Dass was uns Menschen wirklich krank macht, ist nicht das Gewicht, sondern der gesellschaftliche Umgang damit. Werte wie der BMI, der nur dünne, kleine Menschen gut aussehen lässt und alle anderen bestraft, obwohl längst bewiesen ist, wie schwachsinnig der Wert ist.
Was hier deutlich wird, ist:
Mollige Kinder und auch Erwachsene brauchen weder die Sorge der Eltern/Gesellschaft noch die Essensbeschränkungen. Beides führt zur überproportionalen Zunahme.
Schlank zu sein ist ein Privileg, wie weiß zu sein oder ein Mann zu sein oder in einer reichen Welt zu leben. Keines davon geht auf unser Können unser Dazutun oder unseren Erfolg zurück.
Was ist also die Lösung?
Aus meiner persönlichen Sicht gibt es nur die Möglichkeit zurück zur Basis zu gehen. Wieder zu lernen so zu essen, wie die Natur sich das einst überlegt hat:
Intuitiv! Dem Körper vertrauend, frei von Zwängen die uns krank machen und frei von Schönheitsvorstellungen denen 98,8 Prozent aller Menschen nun mal nicht entsprechen.
Ich denke wir müssen lernen uns zu emanzipieren, wenn wir nicht wollen, dass der Druck schlank sein zu müssen und krank und klein macht. Es ist unser Geburtsrecht gesund und glücklich zu sein und wir haben die Möglichkeit uns gegen die Gelddruckmaschine „Du bist nicht schlank genug“ zu wehren.
Wir haben ein Recht darauf uns gut zu ernähren, gut für uns zu sorgen, uns zu lieben und anzuerkennen. Und dieses auch an unsere Kinder weiterzugeben: Zuversicht und Vertrauen in sich selbst, den eigenen Körper und die eigenen Fähigkeiten.
Wie das gehen kann?
Wir können lernen Intuitiv zu essen, ein Programm in 10 Schritten, dass uns wieder zu einem gesunden Essverhalten führt.
Unser Body Image zu verändern, sprich unser Bild, dass wir von uns selbst und unserem Körper haben.
Unseren Selbstwert erhöhen, indem wir an uns und unserer Geschichte arbeiten und lernen, dass sich die Vergangenheit zwar nicht verändern lässt aber unser Blickwinkel schon.
Wir können lernen, wie wir unsere Bedürfnisse wieder wahrnehmen, ihnen nachkommen und gut für uns sorgen.

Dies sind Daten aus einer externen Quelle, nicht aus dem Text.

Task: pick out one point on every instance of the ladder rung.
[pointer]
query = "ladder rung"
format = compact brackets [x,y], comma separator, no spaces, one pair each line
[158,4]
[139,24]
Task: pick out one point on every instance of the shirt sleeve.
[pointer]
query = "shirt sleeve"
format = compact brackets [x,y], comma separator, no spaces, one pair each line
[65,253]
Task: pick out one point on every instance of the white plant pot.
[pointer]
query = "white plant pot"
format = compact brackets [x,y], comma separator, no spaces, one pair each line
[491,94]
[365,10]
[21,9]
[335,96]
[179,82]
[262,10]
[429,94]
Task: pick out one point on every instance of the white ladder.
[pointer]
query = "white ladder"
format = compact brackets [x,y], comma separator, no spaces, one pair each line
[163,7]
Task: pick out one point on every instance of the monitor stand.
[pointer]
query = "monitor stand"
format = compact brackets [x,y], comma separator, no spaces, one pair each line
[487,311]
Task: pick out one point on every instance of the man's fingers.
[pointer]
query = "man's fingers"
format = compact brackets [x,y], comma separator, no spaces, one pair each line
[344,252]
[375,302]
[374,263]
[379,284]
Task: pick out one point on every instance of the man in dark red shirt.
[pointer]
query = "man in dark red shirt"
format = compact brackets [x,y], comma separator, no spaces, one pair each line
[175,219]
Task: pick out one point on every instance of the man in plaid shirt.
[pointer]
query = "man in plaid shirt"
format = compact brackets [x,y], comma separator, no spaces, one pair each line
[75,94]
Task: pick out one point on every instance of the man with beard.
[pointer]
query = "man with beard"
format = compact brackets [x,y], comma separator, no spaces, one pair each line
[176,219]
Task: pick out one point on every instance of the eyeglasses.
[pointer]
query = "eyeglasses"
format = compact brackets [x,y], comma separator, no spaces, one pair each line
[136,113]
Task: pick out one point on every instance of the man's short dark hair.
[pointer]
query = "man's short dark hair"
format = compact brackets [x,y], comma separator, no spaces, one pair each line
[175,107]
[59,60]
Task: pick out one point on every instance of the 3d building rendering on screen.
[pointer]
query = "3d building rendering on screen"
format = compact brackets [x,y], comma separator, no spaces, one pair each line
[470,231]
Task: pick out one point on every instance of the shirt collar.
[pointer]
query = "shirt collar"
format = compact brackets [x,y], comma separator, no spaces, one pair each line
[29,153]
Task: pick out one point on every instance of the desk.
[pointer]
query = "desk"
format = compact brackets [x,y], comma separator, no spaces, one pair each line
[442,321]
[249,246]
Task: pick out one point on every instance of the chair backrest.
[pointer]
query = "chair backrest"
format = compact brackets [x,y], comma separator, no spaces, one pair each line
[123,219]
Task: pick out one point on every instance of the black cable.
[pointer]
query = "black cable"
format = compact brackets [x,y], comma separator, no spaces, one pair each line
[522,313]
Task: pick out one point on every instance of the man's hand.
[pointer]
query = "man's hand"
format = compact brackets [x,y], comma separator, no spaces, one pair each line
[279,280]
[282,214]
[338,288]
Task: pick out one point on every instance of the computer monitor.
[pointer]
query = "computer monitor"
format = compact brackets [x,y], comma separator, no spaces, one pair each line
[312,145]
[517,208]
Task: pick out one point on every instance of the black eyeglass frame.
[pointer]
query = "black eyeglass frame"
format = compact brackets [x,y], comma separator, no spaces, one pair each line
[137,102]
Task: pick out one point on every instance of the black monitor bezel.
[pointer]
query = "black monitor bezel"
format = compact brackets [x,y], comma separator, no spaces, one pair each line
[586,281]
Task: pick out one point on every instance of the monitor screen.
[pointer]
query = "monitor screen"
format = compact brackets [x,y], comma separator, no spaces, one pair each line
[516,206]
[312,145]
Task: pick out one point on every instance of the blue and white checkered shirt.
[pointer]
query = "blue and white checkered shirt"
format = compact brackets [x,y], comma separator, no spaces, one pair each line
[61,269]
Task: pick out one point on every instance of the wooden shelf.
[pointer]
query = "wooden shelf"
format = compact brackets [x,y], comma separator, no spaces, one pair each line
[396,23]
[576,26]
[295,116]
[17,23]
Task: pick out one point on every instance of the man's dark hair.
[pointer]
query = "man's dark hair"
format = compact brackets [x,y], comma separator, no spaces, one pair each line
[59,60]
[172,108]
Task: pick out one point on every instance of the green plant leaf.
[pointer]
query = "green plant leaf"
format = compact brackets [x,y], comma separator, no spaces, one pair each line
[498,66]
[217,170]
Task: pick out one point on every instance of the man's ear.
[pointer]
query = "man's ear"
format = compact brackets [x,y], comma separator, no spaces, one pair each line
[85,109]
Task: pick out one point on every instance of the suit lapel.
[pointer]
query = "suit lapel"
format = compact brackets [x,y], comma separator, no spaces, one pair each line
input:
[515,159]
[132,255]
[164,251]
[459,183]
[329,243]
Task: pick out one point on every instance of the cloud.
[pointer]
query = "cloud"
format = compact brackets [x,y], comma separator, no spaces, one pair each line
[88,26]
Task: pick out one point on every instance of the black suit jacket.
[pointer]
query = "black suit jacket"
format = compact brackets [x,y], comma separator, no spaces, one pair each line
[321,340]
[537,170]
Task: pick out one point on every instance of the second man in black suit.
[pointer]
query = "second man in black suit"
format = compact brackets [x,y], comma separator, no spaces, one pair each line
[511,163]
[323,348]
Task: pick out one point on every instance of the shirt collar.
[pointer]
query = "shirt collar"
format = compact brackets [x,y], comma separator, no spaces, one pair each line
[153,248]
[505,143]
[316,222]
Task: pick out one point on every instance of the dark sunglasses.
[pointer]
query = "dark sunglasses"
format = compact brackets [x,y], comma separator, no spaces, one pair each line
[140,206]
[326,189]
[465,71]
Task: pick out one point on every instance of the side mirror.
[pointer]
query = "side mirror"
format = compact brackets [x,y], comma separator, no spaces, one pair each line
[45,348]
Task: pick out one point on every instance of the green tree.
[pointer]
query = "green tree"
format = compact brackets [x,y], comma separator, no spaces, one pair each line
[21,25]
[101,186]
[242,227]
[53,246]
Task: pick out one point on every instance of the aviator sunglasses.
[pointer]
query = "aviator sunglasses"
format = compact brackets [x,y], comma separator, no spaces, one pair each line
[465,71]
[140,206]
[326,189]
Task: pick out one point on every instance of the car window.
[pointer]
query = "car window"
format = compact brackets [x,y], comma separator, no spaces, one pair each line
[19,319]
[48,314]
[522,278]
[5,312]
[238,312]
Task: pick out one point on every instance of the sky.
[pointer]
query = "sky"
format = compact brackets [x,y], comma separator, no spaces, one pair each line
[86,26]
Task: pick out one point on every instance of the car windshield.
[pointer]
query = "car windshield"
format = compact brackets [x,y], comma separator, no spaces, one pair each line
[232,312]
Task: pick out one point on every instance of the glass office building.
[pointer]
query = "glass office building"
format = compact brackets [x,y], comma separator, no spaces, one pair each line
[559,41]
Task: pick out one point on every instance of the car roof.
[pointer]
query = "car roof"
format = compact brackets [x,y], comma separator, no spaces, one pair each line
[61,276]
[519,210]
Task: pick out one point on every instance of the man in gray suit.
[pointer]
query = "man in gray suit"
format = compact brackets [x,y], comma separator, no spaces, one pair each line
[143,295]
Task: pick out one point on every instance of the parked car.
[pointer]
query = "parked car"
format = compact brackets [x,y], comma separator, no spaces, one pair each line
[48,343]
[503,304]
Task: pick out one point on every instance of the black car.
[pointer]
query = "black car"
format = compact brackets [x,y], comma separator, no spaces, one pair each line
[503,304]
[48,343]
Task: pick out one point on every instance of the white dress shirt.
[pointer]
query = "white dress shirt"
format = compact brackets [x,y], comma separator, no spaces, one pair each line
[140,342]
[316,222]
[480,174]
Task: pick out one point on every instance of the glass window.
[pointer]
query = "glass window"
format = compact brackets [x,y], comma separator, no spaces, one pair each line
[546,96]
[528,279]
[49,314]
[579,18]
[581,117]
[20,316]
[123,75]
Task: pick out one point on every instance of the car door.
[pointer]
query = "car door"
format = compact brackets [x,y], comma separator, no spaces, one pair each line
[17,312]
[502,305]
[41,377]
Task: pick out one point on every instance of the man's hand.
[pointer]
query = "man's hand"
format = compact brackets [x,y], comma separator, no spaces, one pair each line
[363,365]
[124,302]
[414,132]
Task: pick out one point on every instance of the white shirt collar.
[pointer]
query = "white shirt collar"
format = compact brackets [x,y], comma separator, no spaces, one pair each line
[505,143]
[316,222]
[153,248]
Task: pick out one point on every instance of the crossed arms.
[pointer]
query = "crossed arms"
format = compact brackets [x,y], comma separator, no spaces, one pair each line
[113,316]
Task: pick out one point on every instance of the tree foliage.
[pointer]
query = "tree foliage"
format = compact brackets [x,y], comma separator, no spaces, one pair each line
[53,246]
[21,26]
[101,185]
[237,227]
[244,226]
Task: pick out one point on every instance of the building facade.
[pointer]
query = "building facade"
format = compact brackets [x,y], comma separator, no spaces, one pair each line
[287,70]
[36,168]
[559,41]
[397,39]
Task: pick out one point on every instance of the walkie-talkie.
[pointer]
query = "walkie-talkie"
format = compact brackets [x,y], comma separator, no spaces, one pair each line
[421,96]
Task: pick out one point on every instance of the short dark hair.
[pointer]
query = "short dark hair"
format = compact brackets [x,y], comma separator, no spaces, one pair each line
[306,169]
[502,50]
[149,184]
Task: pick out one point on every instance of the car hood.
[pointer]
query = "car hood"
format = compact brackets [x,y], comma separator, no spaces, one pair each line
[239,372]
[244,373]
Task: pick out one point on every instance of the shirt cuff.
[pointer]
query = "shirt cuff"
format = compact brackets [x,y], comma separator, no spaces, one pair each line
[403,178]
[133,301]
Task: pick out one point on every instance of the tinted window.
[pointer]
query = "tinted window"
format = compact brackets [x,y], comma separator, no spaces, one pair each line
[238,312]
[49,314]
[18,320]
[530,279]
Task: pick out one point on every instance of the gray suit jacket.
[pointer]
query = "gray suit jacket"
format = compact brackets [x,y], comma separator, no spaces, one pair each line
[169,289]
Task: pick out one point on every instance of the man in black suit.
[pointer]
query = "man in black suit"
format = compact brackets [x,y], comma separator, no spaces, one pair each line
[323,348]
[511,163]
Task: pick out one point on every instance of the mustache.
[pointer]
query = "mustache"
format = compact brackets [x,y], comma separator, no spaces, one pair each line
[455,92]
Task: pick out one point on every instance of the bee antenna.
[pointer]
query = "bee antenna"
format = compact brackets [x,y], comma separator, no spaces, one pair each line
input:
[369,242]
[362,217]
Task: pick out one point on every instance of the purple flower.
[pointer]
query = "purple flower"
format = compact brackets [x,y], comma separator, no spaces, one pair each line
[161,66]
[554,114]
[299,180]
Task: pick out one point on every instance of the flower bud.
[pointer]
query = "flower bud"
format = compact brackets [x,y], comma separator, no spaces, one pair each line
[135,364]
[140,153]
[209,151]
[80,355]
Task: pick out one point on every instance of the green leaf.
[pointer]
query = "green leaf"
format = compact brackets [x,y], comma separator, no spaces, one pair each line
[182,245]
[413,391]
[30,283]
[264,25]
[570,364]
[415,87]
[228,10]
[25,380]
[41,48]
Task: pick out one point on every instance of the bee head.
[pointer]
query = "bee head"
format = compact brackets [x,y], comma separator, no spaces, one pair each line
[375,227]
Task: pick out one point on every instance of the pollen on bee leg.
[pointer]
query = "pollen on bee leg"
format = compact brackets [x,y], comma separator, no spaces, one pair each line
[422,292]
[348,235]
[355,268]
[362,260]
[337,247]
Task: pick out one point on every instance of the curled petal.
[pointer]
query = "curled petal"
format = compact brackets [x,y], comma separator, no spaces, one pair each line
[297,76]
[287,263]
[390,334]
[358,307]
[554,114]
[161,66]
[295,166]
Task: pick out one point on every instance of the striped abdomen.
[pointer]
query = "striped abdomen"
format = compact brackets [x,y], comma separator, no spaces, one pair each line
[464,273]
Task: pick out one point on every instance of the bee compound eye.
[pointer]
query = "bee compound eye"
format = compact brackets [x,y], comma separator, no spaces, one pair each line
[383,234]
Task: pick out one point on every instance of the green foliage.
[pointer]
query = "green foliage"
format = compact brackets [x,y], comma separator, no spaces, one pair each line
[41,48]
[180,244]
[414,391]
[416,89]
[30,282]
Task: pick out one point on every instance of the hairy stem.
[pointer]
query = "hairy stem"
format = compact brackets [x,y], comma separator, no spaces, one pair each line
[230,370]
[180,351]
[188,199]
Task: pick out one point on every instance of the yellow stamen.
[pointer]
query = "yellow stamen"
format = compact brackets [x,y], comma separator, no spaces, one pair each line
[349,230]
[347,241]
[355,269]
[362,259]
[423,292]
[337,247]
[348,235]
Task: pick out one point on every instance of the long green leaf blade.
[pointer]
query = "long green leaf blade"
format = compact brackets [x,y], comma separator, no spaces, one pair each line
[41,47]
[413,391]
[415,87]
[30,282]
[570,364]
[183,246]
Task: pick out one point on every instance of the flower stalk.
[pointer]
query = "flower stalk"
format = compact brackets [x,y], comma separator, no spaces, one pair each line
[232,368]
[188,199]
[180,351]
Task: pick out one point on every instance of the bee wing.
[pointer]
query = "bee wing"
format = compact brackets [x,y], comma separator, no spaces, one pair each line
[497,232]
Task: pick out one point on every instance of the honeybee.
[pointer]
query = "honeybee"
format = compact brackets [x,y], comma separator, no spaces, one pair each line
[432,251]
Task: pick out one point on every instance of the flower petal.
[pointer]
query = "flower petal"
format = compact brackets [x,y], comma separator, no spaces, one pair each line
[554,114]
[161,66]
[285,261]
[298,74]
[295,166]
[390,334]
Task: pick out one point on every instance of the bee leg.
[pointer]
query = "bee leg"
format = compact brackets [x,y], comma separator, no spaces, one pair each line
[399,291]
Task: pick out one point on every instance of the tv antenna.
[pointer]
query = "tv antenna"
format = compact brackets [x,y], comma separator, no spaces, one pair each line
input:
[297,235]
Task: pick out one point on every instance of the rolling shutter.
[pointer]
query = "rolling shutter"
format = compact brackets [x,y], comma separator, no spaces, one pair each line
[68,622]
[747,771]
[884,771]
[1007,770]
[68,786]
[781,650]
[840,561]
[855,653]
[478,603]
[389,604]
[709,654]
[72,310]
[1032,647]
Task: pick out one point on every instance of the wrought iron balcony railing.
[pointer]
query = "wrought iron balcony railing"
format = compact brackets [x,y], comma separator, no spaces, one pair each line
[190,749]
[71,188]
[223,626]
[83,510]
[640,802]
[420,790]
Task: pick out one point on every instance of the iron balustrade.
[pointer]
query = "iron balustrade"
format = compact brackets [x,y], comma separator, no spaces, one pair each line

Nicht nur mit nahrhaftem Essen, sondern auch in unseren Beziehungen zu anderen Menschen wie den Eltern, dem PartnerIn, Kindern, Geschwistern, Vorgesetzten usw.
Wenn wir lernen wollen uns zu emanzipieren, müssen wir zuerst einmal wissen, wo in unserer Welt wir die Glaubenssätze, dass dünn gut und gesund und dick schlecht und ungesund sein muss, uns überall begleitet. Wir müssen lernen die Fakten zu unterscheiden und uns einen Weg erarbeiten durch den Dschungel der Fehlinformationen hin zu einem gesunden, individuellen Lifestyle, der zu uns passt.